We did a clean rebuild of our Hyper-V environment just over 2 weeks ago. 3 HP DL360 G7 servers, two clustered with Failover Cluster Manager, the third is a stand-alone host for Dev/Staging servers. The clustered pair were 2008R2, wiped, and installed Server 2012 fresh. The stand-alone was an OS upgrade from 2008R2 to 2012. While the servers were being rebuilt, we used the HP utility to update all the drivers/firmware/etc. They are up-to-date on WinUpdates as of May 16th. We came in last Monday to discover that one of the clustered Hyper-V hosts had issues over the weekend - VMs hosted on that host were all marked "Host Not Responding" in VMM, and the host was inaccessible via RDP entirely, and access at the KVM showed the server hardlocked. However, all of the VMs running on the host were up and functioning. Knowing that we were doing scheduled downtime this week, we chose to leave things as is. Today, we came in to find the other host in the cluster had done the same exact thing, but again all VMs running on that host are up and working fine. All production servers will be patched and rebooted this week for regular maintenance, but we'd like to avoid this issue occurring again in the future. At the time of the initial host going unresponsive, the only error in the event log of the other host was below:
Log Name: Microsoft-Windows-FailoverClustering/Diagnostic
Source: Microsoft-Windows-FailoverClustering
Date: 5/27/2013 9:25:11 PM
Event ID: 2051
Task Category: None
Level: Error
Keywords:
User: SYSTEM
Computer: HOST.domain.com
Description: [RHS] s_RhsRpcCreateResType: ERROR_NOT_READY(21)' because of 'Startup routine for ResType MSMQTriggers returned 21.'
What is somewhat disturbing is that no VMs were migrated off at the failure, and we had no clean way to migrate the VMs off that were running on the failed host.
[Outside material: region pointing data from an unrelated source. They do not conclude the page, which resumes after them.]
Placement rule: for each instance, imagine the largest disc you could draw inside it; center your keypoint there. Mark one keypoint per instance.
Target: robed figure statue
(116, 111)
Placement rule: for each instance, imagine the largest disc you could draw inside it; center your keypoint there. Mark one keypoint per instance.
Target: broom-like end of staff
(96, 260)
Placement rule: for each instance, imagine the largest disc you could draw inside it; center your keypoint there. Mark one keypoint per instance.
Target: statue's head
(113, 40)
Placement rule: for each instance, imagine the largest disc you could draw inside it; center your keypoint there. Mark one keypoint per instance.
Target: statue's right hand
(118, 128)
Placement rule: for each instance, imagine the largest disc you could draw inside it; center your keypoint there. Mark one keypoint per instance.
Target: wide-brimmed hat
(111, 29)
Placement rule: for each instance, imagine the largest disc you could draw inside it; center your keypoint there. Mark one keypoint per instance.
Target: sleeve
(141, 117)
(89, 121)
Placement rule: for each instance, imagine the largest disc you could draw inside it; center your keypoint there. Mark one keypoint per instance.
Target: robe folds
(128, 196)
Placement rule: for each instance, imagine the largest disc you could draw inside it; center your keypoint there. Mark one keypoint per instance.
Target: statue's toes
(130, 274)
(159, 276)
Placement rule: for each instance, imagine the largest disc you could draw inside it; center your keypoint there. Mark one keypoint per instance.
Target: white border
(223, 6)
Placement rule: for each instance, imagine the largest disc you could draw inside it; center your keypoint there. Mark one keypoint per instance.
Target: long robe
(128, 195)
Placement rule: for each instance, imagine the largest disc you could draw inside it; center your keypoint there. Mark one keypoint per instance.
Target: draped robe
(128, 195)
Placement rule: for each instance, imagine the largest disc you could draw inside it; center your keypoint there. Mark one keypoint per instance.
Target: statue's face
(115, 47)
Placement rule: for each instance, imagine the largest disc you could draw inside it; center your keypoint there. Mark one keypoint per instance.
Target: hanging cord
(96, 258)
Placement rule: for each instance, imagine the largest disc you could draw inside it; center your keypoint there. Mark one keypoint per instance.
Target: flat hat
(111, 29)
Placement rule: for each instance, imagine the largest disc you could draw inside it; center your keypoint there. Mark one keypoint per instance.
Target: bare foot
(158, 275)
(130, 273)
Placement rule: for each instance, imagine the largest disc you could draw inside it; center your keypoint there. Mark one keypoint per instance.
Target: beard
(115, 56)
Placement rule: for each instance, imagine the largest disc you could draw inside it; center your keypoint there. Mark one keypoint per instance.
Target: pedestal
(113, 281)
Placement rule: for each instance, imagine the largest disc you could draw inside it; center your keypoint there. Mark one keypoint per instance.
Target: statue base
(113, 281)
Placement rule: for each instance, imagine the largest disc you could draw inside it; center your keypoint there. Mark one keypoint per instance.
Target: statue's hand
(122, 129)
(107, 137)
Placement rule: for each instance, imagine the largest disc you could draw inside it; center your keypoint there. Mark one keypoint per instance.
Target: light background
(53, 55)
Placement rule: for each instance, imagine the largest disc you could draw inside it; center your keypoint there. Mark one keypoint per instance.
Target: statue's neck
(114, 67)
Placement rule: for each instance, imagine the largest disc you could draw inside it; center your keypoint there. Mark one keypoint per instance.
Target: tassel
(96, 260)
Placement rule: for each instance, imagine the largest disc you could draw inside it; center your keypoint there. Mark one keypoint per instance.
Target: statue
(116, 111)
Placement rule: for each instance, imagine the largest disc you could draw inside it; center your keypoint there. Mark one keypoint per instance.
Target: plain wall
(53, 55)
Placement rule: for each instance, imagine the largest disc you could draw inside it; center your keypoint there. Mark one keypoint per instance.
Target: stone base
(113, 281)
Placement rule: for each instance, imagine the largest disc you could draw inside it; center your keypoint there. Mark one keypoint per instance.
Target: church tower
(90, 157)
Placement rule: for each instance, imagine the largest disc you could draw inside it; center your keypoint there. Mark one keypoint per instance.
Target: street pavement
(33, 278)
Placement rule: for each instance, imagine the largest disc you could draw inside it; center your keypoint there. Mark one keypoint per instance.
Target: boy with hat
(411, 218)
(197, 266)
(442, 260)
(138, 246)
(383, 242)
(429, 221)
VMM doesn't allow us to migrate (option grayed out), and the remaining host (at the time) didn't see the cluster, so couldn't access those VMs in Failover Cluster Manager either. Ping is successful to either host, but nothing past that. SCOM flipped a heartbeat alert on the first host, but nothing past that in terms of alerts. Have there been any fixes/updates released for Server 2012/Hyper-V hosts that we should be sure we grab when rebooting tomorrow night? Anyone else experience something similar? We can re-run the HP driver/firmware update utility to check again for updates of that sort while rebooting, but I want to make sure we cover all bases now so this doesn't happen again. Any suggestions are appreciated.